One of the most effective ways to improve preventative screening rates is to employ care navigators to reach out to patients on behalf of the plan. After a care navigator, either employed by the plan or a third party, convinces the member that they should seek a preventative care appointment, the care navigator needs a tool to help them find and schedule the best in-network specialist for the member. The care navigator needs to find a specialist that takes the member’s specific insurance, is in a convenient location for the member, and has convenient availability. This requires partnering with a company who works with specialists in local markets to get them to upload schedule availability for the plan’s members.

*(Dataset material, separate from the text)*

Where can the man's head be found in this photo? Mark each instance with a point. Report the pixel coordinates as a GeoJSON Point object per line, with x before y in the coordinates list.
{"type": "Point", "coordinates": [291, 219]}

After the care navigator schedules the member’s appointment, there are a number of strategies that can be employed to help increase the likelihood that the member will show up to the appointment. For example, the scheduling (referral) system can send the patient text and email confirmations at the point of booking, the day before, and the day of the appointment (adding a same day appointment reminder has been shown to increase show rate by an additional 25%). The care navigator can send a physical confirmation and educational materials. Plus, the care navigator can call the member a few days before the appointment to talk directly with the member to help eliminate any potential barriers to care. Employing these strategies has been shown to more than double the show rate for preventative care outreach programs.
The care navigator outreach is central to the success of any care gap closure program, but there are three other important things to consider to ensure success of the program. First, it is important that the appointment is made on behalf of the PCP so the specialist knows who to return the consult notes to, which will improve care coordination and long-term care outcomes. Ideally, this can be done electronically through the same scheduling (referral) system, regardless of EMR. Second, the company that networks with the specialists needs to work with them to ensure the loop is being closed promptly with the members’ PCP. Third, all of the data needs to be aggregated and shared with the plan so they can track, measure, and report on their care gap improvements.

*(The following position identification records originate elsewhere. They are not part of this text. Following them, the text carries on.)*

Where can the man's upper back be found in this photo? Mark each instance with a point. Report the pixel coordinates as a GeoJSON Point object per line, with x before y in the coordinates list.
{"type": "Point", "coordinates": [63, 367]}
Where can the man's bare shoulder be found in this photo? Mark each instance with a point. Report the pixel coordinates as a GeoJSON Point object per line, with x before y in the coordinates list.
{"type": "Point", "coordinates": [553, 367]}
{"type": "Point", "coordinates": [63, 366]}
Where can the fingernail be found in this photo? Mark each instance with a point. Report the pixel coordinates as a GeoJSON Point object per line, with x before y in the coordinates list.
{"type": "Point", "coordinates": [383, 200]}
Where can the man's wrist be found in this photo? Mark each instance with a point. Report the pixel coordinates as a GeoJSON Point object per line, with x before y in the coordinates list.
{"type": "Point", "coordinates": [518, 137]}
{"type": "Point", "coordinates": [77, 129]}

In a case study conducted by ReferWell to improve CRC screening rates, ReferWell care navigators were able to positively impact 82% of patients reached, scheduling them for a CRC screening or sending information about a previous CRC screening to the plan and the member’s PCP, and scheduling 56% of eligible patients “right then and there” while on the call. The patient show rate was double the rate of similar programs without the point of care scheduling; once completed, the specialists closed the loop 85% of the time — 2.5 times the national average for closing the loop – thereby improving care coordination and patient outcomes.